*Warning: This article contains full spoilers for Industry season 4 episode 8, Both, And.*
Not only has Industry taken itself to new heights in season 4 generally, but its finale is likely one of the bleakest that it's pulled off.
There's no major happy ending in the final moments of this fourth instalment but seeing as the show has already been renewed for season 5, we can hedge our bets and guarantee that the new waters we've started wading into will only get deeper (and choppier) in episodes to come.
Series co-creator Konrad Kay has reflected on the final episode and where it left Harper as "fun and provocative", telling Vulture: "She’s in a house of horrors. She doesn’t know she’s in a house of horrors. She’s the final girl. Everybody’s evil."
The episode starts with an increasing pressure on the Labour government as Jennifer Bevan's (Amy James-Kelly) ties to Tender continue to put her party's decision-making into the limelight, with Reform UK politician Sebastian Stefanowicz (Edward Holcroft) painting himself to be the answer to everyone's political prayers.
But where do the chips fall for not just the state of politics at the end of Industry season 4 but more importantly, Harper (Myha'la) and Yasmin (Marisa Abela)? It was an episode that left Myha'la feeling "really depressed" upon first reading it, after all. Read on for a full breakdown of the Industry season 4 finale.
Industry season 4 ending explained: What happens to Harper?
The start of the finale unfolds as a bit of a high for Harper – who is celebrating her company's success at knowing just when to short Tender and expose a now on-the-run Whitney (Max Minghella) in the process – and a bit of a (short-lived) low for Yasmin.
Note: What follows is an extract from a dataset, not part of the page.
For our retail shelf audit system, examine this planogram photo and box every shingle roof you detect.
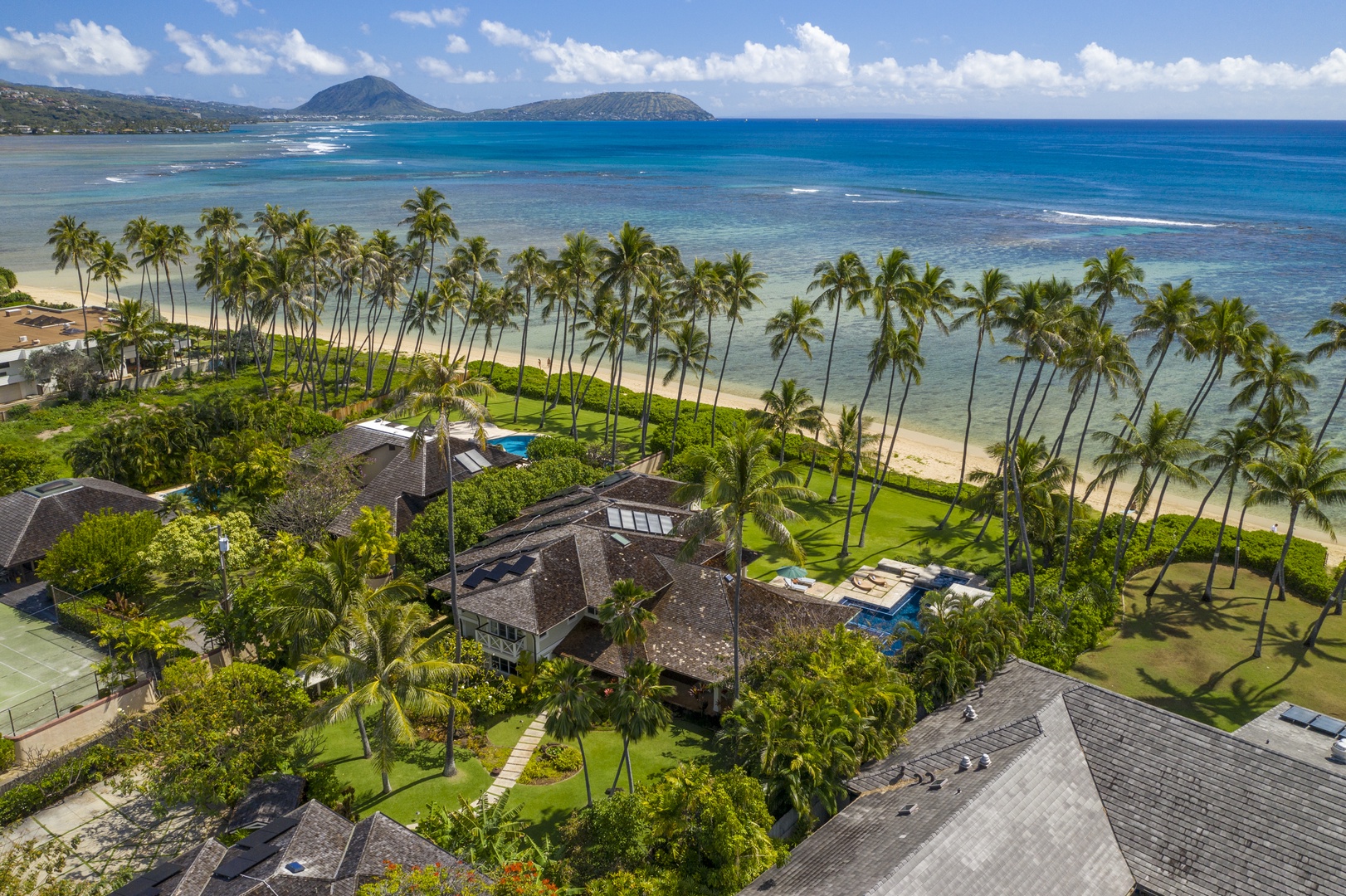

The former is celebrating with her team as Tender's value plummets while the latter is telling Henry (Kit Harington) that she wants a divorce.
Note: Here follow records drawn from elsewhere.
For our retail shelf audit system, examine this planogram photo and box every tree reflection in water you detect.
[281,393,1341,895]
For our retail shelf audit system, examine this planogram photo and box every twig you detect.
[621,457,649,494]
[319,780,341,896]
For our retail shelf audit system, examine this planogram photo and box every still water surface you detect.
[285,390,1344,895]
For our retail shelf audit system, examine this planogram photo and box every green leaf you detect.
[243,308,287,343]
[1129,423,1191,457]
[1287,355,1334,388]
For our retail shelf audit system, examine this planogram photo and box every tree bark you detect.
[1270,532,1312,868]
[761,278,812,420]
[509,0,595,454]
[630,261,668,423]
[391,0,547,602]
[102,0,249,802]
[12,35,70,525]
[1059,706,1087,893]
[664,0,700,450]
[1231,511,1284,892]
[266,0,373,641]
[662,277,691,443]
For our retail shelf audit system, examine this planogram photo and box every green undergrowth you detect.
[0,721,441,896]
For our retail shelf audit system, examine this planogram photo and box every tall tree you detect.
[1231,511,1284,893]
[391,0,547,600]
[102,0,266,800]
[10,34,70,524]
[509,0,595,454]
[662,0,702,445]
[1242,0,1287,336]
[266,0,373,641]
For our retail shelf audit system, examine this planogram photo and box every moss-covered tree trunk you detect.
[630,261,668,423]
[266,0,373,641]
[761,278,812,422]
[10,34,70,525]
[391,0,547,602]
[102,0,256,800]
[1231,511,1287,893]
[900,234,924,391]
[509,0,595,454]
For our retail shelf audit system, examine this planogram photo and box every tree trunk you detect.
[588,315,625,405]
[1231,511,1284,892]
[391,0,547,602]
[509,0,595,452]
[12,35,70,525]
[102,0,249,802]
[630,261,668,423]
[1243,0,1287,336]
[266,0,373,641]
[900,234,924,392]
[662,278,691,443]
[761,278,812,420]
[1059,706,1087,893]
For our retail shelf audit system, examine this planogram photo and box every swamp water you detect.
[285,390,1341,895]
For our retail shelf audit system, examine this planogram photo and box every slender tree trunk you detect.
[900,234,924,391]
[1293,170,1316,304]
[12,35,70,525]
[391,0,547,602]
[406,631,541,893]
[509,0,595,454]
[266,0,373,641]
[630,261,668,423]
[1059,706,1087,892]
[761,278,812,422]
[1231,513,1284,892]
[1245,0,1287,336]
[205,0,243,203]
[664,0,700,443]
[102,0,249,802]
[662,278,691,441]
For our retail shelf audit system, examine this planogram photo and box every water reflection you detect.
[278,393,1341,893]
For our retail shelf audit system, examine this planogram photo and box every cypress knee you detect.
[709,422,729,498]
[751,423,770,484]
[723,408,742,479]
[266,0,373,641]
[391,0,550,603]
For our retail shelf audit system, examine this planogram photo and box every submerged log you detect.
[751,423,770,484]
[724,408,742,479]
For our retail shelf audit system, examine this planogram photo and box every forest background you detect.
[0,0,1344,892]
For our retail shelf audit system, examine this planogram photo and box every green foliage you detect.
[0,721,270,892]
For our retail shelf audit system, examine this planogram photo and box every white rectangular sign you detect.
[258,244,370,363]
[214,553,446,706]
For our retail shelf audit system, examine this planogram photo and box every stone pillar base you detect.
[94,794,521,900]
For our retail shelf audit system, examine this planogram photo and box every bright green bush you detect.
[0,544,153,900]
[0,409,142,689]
Despite her astronomical success and pay-out to come, Harper only pines to tell one person and that's the now disgraced Eric (Ken Leung), who she leaves a voicemail for.
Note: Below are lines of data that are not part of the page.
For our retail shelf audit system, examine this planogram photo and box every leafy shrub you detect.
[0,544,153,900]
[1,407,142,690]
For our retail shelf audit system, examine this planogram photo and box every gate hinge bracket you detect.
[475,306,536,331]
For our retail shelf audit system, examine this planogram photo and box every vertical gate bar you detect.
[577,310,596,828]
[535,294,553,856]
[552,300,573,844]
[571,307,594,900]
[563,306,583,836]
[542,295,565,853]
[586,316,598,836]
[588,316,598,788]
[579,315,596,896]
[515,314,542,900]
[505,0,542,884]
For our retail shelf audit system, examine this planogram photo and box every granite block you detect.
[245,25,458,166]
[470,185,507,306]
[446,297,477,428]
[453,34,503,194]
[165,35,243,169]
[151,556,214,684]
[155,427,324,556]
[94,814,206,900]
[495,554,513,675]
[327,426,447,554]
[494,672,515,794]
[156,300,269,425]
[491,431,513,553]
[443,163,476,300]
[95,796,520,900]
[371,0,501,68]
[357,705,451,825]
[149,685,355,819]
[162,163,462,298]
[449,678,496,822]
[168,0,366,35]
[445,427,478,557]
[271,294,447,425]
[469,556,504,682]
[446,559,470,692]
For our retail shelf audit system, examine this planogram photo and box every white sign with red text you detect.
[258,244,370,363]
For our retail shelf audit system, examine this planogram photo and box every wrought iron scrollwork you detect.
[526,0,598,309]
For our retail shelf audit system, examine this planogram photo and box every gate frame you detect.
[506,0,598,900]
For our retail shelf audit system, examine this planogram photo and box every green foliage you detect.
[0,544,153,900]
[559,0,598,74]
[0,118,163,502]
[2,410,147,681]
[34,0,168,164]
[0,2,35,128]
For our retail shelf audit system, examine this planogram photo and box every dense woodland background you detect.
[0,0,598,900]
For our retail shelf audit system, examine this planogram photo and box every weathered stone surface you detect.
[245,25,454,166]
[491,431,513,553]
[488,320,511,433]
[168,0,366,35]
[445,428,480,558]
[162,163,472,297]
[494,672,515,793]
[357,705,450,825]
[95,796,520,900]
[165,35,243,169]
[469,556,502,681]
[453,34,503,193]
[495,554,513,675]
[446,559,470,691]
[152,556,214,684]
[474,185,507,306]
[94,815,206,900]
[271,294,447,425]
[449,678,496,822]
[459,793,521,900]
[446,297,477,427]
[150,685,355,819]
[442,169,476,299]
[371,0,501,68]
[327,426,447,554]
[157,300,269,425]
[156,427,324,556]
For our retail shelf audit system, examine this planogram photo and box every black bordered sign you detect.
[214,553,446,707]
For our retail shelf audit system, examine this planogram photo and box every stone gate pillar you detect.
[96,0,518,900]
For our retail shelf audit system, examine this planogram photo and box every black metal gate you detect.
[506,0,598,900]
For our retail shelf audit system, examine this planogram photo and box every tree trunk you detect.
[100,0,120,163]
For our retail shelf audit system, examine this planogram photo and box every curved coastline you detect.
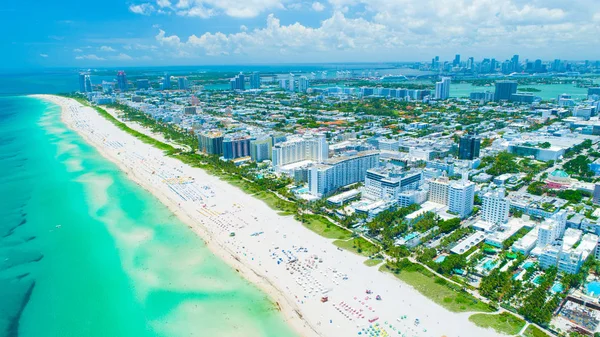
[33,95,508,336]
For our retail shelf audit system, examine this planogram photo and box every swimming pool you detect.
[585,281,600,297]
[523,261,535,269]
[481,260,496,271]
[550,282,564,294]
[292,186,308,194]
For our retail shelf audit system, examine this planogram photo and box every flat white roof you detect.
[450,232,487,255]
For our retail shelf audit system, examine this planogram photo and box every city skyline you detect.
[0,0,600,68]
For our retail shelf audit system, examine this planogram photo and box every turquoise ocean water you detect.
[0,96,295,337]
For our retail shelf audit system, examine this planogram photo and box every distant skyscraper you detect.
[298,76,309,92]
[511,55,521,73]
[452,54,460,67]
[162,73,171,90]
[117,70,127,91]
[177,76,190,90]
[250,72,260,89]
[79,73,92,92]
[229,73,246,91]
[102,81,115,94]
[592,184,600,205]
[135,79,150,90]
[435,77,450,99]
[288,74,296,91]
[458,134,481,160]
[494,81,518,102]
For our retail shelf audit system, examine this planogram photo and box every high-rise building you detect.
[592,184,600,205]
[162,73,171,90]
[452,54,460,67]
[448,175,475,219]
[229,73,246,91]
[510,55,521,73]
[135,78,150,90]
[298,76,309,92]
[428,175,450,205]
[250,72,260,89]
[363,166,423,201]
[494,81,518,102]
[435,77,450,99]
[79,73,92,93]
[117,70,127,92]
[198,131,223,156]
[288,73,296,91]
[481,188,510,224]
[223,135,250,160]
[177,76,190,90]
[272,134,329,168]
[458,134,481,160]
[102,81,115,94]
[308,151,379,197]
[250,137,272,163]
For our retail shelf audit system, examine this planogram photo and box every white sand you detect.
[36,95,506,337]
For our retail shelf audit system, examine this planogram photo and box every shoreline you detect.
[34,95,322,337]
[31,95,500,336]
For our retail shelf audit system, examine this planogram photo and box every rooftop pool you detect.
[585,281,600,298]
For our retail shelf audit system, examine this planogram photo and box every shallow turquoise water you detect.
[0,97,295,337]
[585,281,600,297]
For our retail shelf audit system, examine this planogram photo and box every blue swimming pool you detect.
[550,282,564,294]
[523,261,535,269]
[585,281,600,297]
[483,260,496,270]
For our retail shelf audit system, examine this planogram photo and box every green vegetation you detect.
[364,259,383,267]
[481,152,519,176]
[519,267,560,326]
[527,181,546,195]
[299,214,352,240]
[563,155,594,178]
[523,324,550,337]
[379,259,495,312]
[333,238,379,257]
[557,190,592,203]
[469,312,525,335]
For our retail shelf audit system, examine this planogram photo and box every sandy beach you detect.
[35,95,502,337]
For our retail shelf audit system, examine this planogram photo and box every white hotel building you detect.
[308,151,379,197]
[272,134,329,169]
[481,188,510,225]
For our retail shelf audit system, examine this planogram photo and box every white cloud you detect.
[136,0,285,19]
[156,0,171,8]
[114,53,133,61]
[129,3,154,15]
[145,0,600,61]
[75,54,105,61]
[312,1,325,12]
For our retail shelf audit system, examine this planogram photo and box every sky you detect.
[0,0,600,69]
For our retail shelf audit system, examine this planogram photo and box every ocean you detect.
[0,96,296,337]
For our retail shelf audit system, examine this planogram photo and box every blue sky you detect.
[0,0,600,68]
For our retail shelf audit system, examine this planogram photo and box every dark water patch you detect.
[3,219,27,238]
[6,281,35,337]
[0,253,44,271]
[15,273,31,281]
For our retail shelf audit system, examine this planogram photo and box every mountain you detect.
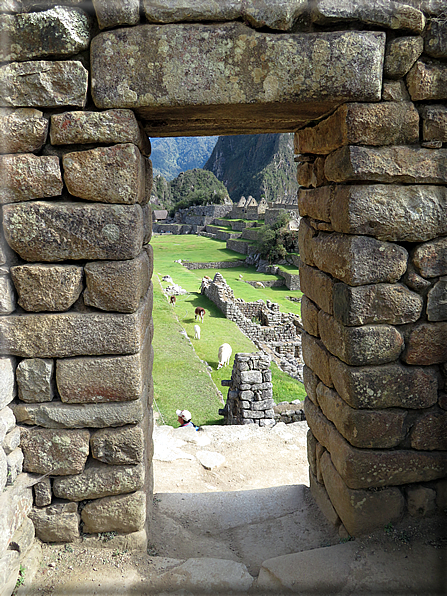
[151,137,218,180]
[204,133,298,202]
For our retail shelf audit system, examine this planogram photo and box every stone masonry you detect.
[0,0,447,596]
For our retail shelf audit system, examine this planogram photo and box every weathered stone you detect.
[296,102,422,155]
[300,263,334,314]
[404,323,447,365]
[53,462,144,501]
[321,452,405,536]
[50,110,151,155]
[427,277,447,321]
[412,237,447,277]
[91,24,384,136]
[384,37,424,79]
[407,60,447,101]
[90,426,144,465]
[329,358,438,410]
[0,274,16,315]
[0,108,48,153]
[304,399,447,489]
[84,251,152,313]
[382,80,410,101]
[0,60,88,108]
[406,486,436,517]
[328,184,447,242]
[62,143,146,205]
[0,6,90,62]
[33,477,52,507]
[11,264,83,312]
[410,410,447,451]
[421,105,447,143]
[324,144,447,184]
[329,283,424,326]
[318,310,404,366]
[313,0,425,33]
[424,18,447,58]
[143,0,307,31]
[11,400,144,428]
[312,232,408,286]
[93,0,140,29]
[301,333,333,387]
[317,383,407,449]
[21,427,90,476]
[17,358,54,403]
[0,153,63,204]
[3,201,143,261]
[0,357,16,410]
[30,502,80,542]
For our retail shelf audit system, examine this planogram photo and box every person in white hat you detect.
[176,410,194,428]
As Yasmin sleeps off the night before, Whitney calls Henry and instructs him to find a bag of money stashed in his bedroom. Whitney knows the headlines are implicating Henry and tells him their only option is to run away and reposition themselves, informing Henry of the Russian involvement in the company. Whitney has donned quite the disguise and speaks from a mystery hotel room, reminding Henry that they're in this together now.
We then see Whitney hiding out in a private jet, waiting for Henry and the money. Henry arrives but is given a surprise when Whitney hands him a new passport, devoid of his titles. It's the nail in the coffin for Henry who realises he's just Whitney's leverage and refuses to run away with him.
Speaking about that scene, series co-creator Konrad Kay told Vulture: "The reason I like that scene is because I feel like the whole thesis of the show is crystallised in that moment where Henry literally looks at a passport of a guy with no status and a passport of a guy with his background and is like, 'All the other s**t, you can bulls**t me on, and I’m enough of a dolt that I’ll still end up on a plane with you. But when you present something to me which basically forswears my titles and makes me Joe Bloggs in Lithuania, that’s the point at which I draw the line.'
"That was his class consciousness becoming the text. The subtext is really, really text in a way that maybe the show didn’t use to do as much. "
Henry then returns home to Yasmin to find the police waiting for him in the living room, ready to take him in for a voluntary interview. Henry is given the opportunity to take a plea deal but now armed with information about Tender's Russian involvement, he's keen to bring that to trial. He tells Otto (Roger Barclay) about that, asking if he can pose it at the House of Lords, but Otto tells him about a businessman who was killed after proclaiming something similar.
We later see Yasmin appearing to work for Henry's uncle Alexander (Andrew Havill) as she organises a meeting between him and Stefanowicz, who tells him of his future political hopes and the right-leaning path he's continuing to forge. It turns out that Yasmin is hosting a fundraising and networking event for him in Paris, something that Harper has been invited to and she extends it also to Kwabena (Toheeb Jimoh).
Once they're in Paris, they're met by Yasmin and Hayley (Kiernan Shipka) who are clearly very close now that they've united after their dealings with Whitney. Despite their newfound bond, Yasmin asks Hayley again if she has footage of their night in Austria with Henry, but Hayley says she doesn't.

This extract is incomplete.